NANNA. Un di quelli che fa sacrificio giuntando una puttana: come le puttane avessero a esser tutte sante Nafisse; e non altrimenti che le puttane non pagassero pigion di casa, né comprassero pan né vino né legne né olio né candele né carne né polli né uova né cascio né acqua e fin entro al sole, e andassero ignude o, vestendo, i fondachi le donassero panni, sete, velluti e broccati, e di che hanno elleno a vivere, di spirito santo? e perché hanno esse a darsi in preda a ognuno in dono? I soldati vogliono la paga da chi gli manda in campo; i dottori dicano de le parole per la lite bontà dei soldi, i cortigiani avelenano i lor padroni s'egli non gli provede di benefizi; i palafrenieri hanno il suo salario e la sua colazione, e perciò trottano a la staffa: e si ogni esercizio faticando è sodisfatto, perché doviam noi entrar sotto a chi ci richiede per nonnulla? Belle gentilezze, bei discorsi, bei trovati: al sacramento mio che ella è mal fatta, e doveria il governatore mandare un bando "a la pena del fuoco" a chi ci rubassi o piantasse.

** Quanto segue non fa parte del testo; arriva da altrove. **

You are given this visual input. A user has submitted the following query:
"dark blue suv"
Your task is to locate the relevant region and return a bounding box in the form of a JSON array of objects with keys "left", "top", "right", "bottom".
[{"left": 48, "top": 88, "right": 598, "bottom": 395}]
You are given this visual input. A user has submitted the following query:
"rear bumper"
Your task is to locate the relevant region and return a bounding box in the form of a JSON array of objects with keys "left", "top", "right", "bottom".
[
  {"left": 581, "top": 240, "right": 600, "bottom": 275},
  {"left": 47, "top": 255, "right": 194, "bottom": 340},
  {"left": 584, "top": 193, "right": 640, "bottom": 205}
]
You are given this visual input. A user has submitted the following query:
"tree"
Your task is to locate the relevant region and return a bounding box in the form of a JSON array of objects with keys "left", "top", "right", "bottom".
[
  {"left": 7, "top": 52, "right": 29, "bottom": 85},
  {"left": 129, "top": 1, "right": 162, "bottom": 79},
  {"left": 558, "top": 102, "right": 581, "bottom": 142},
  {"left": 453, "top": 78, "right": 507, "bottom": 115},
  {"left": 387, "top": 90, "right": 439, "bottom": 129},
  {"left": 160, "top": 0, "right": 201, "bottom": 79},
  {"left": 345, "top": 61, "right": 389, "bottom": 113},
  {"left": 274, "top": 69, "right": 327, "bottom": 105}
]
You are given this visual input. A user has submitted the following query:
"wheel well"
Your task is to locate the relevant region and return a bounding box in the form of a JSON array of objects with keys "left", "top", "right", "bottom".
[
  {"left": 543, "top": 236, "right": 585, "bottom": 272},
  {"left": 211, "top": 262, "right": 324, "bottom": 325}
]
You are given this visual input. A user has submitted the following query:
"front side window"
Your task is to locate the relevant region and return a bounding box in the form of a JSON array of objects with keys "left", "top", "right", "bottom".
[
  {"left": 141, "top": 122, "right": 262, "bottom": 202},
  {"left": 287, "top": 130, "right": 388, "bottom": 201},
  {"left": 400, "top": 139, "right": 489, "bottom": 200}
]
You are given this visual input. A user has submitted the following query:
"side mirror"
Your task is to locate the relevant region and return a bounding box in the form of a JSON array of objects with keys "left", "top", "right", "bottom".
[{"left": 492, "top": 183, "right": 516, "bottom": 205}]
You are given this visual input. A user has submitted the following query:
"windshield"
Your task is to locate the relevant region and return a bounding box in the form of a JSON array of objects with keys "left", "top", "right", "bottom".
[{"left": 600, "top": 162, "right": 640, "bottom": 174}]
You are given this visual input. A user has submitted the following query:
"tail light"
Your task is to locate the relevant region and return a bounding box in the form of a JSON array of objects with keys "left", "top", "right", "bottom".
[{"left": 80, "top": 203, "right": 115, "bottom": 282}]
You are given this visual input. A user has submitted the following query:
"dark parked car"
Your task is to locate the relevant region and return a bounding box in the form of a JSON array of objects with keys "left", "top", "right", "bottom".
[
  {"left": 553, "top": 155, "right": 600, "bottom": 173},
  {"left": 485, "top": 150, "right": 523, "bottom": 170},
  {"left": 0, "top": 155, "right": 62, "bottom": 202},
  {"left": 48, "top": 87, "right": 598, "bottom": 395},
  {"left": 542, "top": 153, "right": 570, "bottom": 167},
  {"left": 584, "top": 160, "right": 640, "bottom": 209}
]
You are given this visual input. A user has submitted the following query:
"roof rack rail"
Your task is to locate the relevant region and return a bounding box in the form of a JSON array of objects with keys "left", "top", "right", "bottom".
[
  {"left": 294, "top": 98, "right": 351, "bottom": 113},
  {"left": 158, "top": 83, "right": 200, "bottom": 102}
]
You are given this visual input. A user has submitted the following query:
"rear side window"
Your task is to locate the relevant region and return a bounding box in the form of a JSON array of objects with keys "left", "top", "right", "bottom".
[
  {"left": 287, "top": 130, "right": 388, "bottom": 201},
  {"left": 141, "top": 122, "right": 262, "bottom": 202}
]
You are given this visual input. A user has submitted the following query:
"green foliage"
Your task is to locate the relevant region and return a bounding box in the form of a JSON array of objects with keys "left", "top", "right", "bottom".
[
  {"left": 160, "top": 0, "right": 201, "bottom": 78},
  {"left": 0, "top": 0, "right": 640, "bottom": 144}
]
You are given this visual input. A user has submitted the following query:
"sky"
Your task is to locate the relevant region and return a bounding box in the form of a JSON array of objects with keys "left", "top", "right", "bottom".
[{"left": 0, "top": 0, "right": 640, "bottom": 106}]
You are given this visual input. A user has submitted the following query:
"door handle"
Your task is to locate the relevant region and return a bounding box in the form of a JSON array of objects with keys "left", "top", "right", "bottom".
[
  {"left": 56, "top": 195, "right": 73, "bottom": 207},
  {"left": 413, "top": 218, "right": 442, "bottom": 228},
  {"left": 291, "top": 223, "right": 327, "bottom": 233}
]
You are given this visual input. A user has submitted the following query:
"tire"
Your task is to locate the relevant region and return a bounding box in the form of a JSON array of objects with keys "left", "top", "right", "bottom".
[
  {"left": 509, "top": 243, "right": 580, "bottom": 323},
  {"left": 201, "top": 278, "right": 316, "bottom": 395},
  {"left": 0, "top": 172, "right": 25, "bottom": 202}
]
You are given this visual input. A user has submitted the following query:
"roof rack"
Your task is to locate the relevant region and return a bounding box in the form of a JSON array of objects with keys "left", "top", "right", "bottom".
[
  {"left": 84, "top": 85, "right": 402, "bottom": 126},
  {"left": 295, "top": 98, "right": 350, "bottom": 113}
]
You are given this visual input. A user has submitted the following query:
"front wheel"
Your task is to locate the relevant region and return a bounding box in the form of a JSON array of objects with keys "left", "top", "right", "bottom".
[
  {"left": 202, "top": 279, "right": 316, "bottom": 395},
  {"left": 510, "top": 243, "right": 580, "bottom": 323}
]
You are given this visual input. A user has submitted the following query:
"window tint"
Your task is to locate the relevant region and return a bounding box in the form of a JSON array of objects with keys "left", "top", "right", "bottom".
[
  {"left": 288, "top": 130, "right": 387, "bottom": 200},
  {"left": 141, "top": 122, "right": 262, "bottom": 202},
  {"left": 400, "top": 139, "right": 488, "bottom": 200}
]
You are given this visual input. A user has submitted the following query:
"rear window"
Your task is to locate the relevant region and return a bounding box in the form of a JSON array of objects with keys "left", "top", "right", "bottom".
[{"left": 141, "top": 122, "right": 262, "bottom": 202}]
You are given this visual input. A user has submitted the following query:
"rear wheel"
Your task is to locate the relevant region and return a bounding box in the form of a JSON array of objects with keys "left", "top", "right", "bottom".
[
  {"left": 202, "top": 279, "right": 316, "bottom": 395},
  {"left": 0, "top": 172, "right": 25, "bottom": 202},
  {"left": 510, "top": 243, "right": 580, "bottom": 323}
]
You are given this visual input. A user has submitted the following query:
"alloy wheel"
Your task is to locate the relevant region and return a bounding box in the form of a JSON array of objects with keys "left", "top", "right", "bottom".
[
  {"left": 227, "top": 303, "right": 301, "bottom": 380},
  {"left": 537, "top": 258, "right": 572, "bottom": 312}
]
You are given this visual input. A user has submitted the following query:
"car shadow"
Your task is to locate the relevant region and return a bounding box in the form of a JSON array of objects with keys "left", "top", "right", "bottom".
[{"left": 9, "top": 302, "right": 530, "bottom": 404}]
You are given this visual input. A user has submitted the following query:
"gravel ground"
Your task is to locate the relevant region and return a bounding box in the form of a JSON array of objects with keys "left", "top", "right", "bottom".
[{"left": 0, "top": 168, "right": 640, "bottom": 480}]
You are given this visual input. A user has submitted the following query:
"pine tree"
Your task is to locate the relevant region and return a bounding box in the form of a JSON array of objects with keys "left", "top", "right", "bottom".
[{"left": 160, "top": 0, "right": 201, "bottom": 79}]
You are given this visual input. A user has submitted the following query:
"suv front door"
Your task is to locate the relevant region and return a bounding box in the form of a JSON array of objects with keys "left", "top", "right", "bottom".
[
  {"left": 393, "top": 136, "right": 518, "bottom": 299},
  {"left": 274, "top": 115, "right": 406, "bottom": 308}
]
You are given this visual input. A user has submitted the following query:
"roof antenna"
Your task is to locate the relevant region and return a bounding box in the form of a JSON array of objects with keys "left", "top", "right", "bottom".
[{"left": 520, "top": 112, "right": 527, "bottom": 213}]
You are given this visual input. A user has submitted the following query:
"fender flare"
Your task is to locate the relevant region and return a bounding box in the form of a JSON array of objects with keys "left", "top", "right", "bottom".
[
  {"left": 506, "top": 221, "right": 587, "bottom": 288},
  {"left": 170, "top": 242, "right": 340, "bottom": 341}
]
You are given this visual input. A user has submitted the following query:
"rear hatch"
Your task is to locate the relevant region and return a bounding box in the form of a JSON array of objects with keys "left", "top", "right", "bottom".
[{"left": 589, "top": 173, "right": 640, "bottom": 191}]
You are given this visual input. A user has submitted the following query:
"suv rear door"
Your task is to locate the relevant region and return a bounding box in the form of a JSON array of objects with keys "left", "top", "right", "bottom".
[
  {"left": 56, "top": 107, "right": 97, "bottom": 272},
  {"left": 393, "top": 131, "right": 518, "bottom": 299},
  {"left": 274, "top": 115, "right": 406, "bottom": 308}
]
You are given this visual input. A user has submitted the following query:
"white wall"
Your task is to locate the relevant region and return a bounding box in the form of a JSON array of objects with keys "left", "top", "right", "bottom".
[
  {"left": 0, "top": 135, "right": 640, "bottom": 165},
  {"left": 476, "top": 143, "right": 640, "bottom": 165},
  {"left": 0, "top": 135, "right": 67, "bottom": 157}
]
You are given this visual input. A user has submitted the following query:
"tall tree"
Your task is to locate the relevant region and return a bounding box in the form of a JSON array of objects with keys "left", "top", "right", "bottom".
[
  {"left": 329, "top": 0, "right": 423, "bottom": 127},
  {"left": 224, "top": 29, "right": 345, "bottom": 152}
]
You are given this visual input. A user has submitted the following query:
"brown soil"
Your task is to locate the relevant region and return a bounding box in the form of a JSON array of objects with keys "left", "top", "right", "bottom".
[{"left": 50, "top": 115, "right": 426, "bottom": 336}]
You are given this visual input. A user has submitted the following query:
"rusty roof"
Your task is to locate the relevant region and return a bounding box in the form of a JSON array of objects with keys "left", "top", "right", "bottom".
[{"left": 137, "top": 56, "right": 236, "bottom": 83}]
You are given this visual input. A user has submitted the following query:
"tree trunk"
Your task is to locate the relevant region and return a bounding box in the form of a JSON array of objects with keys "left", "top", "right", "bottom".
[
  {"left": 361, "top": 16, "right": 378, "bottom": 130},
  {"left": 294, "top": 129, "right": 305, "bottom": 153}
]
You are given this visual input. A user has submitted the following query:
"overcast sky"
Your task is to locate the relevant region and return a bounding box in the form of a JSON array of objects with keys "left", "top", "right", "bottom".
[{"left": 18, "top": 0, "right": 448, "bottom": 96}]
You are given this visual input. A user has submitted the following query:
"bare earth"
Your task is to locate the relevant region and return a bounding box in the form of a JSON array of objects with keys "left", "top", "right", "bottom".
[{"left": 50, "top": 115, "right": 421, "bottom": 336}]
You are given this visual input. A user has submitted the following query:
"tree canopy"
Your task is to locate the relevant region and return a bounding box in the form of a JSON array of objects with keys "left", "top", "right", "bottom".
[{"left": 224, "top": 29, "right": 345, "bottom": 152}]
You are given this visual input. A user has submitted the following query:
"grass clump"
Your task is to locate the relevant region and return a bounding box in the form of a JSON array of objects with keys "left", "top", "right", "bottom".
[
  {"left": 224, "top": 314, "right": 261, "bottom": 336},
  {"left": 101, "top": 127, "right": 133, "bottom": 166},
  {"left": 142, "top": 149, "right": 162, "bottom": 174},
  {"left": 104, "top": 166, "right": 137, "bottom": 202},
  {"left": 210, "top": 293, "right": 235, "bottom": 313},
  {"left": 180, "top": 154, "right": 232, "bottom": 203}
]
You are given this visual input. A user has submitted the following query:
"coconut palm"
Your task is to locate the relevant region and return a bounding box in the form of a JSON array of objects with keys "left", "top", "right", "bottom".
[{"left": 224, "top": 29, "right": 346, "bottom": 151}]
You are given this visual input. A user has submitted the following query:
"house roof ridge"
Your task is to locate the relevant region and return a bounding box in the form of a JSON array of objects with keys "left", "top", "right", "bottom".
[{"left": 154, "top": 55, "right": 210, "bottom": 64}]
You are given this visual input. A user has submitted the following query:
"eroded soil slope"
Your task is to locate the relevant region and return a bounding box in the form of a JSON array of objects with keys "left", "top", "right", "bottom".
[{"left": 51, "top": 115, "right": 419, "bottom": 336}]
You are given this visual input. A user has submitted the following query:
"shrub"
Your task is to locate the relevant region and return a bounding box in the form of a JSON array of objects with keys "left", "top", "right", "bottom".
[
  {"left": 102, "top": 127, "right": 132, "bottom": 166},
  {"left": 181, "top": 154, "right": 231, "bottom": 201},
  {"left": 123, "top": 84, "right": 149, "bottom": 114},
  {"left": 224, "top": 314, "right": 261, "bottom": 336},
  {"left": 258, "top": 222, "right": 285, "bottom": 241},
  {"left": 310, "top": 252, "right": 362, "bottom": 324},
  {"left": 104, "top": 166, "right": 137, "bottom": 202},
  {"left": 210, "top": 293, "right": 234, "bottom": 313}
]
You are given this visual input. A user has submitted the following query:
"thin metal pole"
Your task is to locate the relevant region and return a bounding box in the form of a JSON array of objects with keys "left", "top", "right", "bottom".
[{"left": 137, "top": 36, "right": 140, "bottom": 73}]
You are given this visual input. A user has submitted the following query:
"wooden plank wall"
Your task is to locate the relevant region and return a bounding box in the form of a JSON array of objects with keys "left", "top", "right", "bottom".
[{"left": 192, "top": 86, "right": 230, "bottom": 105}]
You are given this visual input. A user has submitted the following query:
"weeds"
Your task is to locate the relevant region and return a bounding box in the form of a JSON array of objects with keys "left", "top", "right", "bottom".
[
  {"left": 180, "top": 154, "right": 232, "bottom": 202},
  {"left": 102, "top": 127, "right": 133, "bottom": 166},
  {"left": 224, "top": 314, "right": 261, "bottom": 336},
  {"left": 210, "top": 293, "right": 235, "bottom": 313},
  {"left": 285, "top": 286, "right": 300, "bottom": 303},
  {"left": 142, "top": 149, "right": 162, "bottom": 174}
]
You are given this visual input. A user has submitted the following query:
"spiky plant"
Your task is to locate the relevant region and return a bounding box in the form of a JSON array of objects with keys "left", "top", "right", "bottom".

PIPPA. Forse che lo mandaranno.
NANNA. A lor posta. Dico che fu uno di cotali truffa-femine, il quale si stava in casa come un signorotto: mangiava a la franciosa, beeva a la todesca, e in una sua credenzietta faceva mostra di un bacino e un boccale d'ariento molto bello e grande: e il bacino e il boccale stava in mezzo di quattro tazzoni pur d'ariento, di due confettiere e tre saliere. Costui saria morto se ogni stomana non avesse mutato puttana: e aveva trovata, per chiavar senza costo, la più nuova tresca e la più bella ragia che se pensasse mai da forca e da capestro che viva. Il poltrone in questo, ne l'altre cose persona da bene, aveva una veste di raso cremesi senza busti, e subito che menava una signora a dormir seco, nel fin de la cena entrava a dirle: "Vostra Signoria ha forse inteso il piantone che mi ha dato la tale: al corpo, al sangue, che non si fa così, e meritaria altro che parole", e non era mo' ver nulla di ciò che diceva. La buona donna, dando ragione al frappatore, si sforzava tuttavia di fargli credere di non esser di quelle; e giurando di non aver mai promesso cosa che non avesse osservata, il galante uomo le teneva la mano dicendo: "Non giurate, che io ve lo credo e so che sète una di coloro che non si trovano". A la fine, chiamato un suo famiglio che era, figliuola mia, ti-so-dire, faceva cavar del forziere la sopradetta vesta, e levatosi da tavola, la provava a la signora, dandole ad intendere che voleva donargliene a ogni modo. La vesta, per non aver i busti, stava dipinta in sul dosso d'ognuna: e perciò si confece benissimo a quello de la puttana che io dico; onde il fàlla-a-tutte grida rigogliosamente al famiglio con dir: "Trotta per il mio sarto, e digli che porti da tòr la misura a la signora; e che venga mo' mo', perché io sono stracco di i suoi "testé testé"". Il ragazzon vola, non pur trotta: e in men che non si sciuga una caccia, torna col maestro, il quale era secretario de le burle de la vesta; e salito la scala con quello ansciare che fa chi ha corso, dice con una sberrettatina: "Che comanda vostra Signoria?".
PIPPA. Odi baia.
NANNA. "Voglio" risponde egli, "che tu trovi tanto raso cremesi che faccia i busti a questa": e mostragli la roba anco indosso de la cacozza; il sarto mastica un dire: "Sarà fatiga a trovar di cotal raso; ma vo' servirvi, e credo far tanto che aremo di quel proprio che è avanzato a le pianete di monsignore, le quali ha fatto per dar in gola ai suoi peccati, e quando pur pure non si potessi aver di quello, arò del taglio dei cappelli dei cardinali da le quattro tempora che vengano". "Maestro, vi sarò schiava se lo farete", sfodera vezzeggiando madonna-da-lagonnella-di-verde-indugio; ed egli, lasciandola con uno "non dubitate", finge di portar la vesta a bottega, e vassene via. Ed ella rimane a stuccare de le sue frutta il baionaccio: la ciancia del quale, tenutola quanto gli pare con la speranza di "Istasera l'arete: se non, domattina senza niun fallo", piglia il tratto inanzi e corrucciasi con seco fuor di tutti i propositi; e fingendo collera grande: "Presto" dice al garzone, "rimenala a casa a questa forgia, ah?" e serratosi in camera, può gracchiare lo scusarsi di lei, che non ci si dà udienza.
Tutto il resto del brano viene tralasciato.